Text Analysis
Data-Based Economics, ESCP, 2024-2025
What can we do?
How to deal with text?
- Recall: big data contains heterogenous data
- text / images / sound
Example 1: FOMC meetings
Taking the Fed at its Word: A New Approach to Estimating Central Bank Objectives using Text Analysis by Adam H. Shapiro and Daniel J. Wilson link
- Remember the Taylor rule? We tried to estimate it from the data.
- Generalized version: \(i_t = \alpha_\pi (\pi_t-\pi^{\star}) + \alpha_y (y_t-y)\)
- Is there a way to measure the preferences of the central bank? (coefficients and inflation target?)
- Shapiro and Wilson: let’s look at the FOMC meeting transcripts
- Excerpts (there are tons of them: 704,499)
I had several conversations at Jackson Hole with Wall Street economists and journalists, and they said, quite frankly, that they really do not believe that our effective inflation target is 1 to 2 percent. They believe we have morphed into 1+1/2 to 2+1/2 percent, and no one thought that we were really going to do anything over time to bring it down to 1 to 2.
Sep 2006 St. Louis Federal Reserve President William Poole
Like most of you, I am not at all alarmist about inflation. I think the worst that is likely to happen would be 20 or 30 basis points over the next year. But even that amount is a little disconcerting for me. I think it is very important for us to maintain our credibility on inflation and it would be somewhat expensive to bring that additional inflation back down.
March 2006 Chairman Ben Bernanke
With inflation remaining at such rates, we could begin to lose credibility if markets mistakenly inferred that our comfort zone had drifted higher. When we stop raising rates, we ought to be reasonably confident that policy is restrictive enough to bring inflation back toward the center of our comfort zone, which I believe is 1+1/2 percent…So for today, we should move forward with an increase of 25 basis points…

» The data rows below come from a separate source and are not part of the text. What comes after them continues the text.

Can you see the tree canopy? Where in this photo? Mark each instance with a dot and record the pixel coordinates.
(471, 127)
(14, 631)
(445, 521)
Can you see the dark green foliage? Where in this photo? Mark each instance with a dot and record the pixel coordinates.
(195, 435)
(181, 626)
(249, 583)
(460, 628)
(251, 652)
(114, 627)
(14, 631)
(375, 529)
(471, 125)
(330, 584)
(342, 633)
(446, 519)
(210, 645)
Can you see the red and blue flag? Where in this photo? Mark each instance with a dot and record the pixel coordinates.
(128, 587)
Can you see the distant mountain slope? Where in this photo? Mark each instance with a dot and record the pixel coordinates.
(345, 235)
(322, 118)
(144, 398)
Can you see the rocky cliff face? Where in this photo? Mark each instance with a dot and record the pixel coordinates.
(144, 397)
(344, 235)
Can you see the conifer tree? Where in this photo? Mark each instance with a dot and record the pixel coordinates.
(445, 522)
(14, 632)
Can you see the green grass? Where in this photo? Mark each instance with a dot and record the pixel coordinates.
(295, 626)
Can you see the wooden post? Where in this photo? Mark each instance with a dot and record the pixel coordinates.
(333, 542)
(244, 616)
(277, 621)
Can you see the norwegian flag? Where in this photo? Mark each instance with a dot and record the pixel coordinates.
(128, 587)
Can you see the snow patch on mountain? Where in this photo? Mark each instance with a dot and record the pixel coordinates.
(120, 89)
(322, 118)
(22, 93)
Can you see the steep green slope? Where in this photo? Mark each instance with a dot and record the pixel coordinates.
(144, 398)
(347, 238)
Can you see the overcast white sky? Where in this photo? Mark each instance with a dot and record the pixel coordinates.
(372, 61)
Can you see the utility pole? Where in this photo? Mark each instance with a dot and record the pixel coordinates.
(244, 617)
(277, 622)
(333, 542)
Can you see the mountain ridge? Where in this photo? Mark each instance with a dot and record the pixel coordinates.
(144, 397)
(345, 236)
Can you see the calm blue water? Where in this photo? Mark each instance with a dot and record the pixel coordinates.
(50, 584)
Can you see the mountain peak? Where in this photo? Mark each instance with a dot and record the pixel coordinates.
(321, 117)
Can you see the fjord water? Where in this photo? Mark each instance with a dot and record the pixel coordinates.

Jan 2006 Chicago Federal Reserve President Michael Moskow
We are determined to ensure that inflation returns to our two per cent medium-term target in a timely manner. Based on our current assessment, we consider that the key ECB interest rates are at levels that, maintained for a sufficiently long duration, will make a substantial contribution to this goal. Our future decisions will ensure that our policy rates will be set at sufficiently restrictive levels for as long as necessary.
Mar 2024 Press conference from Christine Lagarde
Example 2
- Suppose you work in the trading floor of a financial instutition
- These kind of tweets have disturbing impact on the markets. You need to react quickly.
- You need a machine to assess the risk in real time.
- More generally, twitter (X) is a quite unique source of real-time data
- How do you analyse the content of the tweets?
- Comment: actually it’s not only the content of the tweets, but who reads, who retweets: graph analysis
Text-mining: what can we extract from texts?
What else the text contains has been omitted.